Heinrich Schütz: Lukas-Passion
01 November 2009
BBC Music Magazine
The liner notes entitled ‘Hearing Schütz in a Bach World' dwell at some length on what is not here - chorales, continuo-accompanied recitative, arias and large-scale framing choruses. Better perhaps to leap straight to 1666 and immerse oneself with an innocent ear in the narration of Luke's account of Christ's Passion.
It is delivered in chant-like monody, its leisurely pace allowing time to contemplate each event of the story, and is totally unaccompanied (instruments were silenced in the Dresden Court during Holy Week). The limited pitch-range, virtually never beyond an octave, the formulaic melody and the unimpassioned narrative approach of tenor Johan Linderoth are strangely moving. In such a largely syllabic setting, brief melismas become significant events, as does the long silence after Jesus gives up the ghost.
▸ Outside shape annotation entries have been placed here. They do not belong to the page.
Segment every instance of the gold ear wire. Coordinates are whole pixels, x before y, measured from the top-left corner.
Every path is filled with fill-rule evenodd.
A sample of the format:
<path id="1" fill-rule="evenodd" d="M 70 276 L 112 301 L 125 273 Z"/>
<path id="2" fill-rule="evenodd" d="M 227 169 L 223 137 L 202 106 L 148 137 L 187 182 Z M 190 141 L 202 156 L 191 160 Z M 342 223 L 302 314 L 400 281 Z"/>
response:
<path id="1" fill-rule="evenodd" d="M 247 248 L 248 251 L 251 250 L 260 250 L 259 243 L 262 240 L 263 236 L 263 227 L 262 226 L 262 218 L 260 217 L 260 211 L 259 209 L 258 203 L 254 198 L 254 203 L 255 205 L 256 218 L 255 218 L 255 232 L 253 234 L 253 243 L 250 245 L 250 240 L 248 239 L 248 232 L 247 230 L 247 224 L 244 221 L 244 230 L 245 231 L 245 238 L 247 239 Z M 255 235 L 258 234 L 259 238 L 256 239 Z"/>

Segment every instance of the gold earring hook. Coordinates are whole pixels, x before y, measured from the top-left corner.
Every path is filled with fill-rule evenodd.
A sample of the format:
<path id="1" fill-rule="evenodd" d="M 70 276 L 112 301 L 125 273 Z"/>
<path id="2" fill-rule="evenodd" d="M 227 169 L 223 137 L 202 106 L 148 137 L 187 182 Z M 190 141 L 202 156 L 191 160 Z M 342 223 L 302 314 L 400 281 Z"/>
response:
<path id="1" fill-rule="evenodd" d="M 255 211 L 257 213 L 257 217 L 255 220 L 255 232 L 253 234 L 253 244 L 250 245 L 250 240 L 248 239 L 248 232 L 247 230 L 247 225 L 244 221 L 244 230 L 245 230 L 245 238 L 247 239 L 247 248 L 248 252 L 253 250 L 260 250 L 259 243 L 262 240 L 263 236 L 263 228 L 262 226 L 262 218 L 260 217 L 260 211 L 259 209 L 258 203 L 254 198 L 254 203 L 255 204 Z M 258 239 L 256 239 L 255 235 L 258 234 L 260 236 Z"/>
The bass Jakob Bloch Jespersen is finely cast as Jesus, his voice and range sonorous and his pacing thoughtful and restrained. The 12-voice choir plays the roles of disciples, high priests and crowds baying for blood, and provides brief opening and closing choruses. Their intonation is superb, creating a rich tone in a reverberant Copenhagen Church.
For non-German speakers, this needs determined listening, with text to hand. But the reward is to share the deeply-felt meditation of Dresden's Good Friday congregation.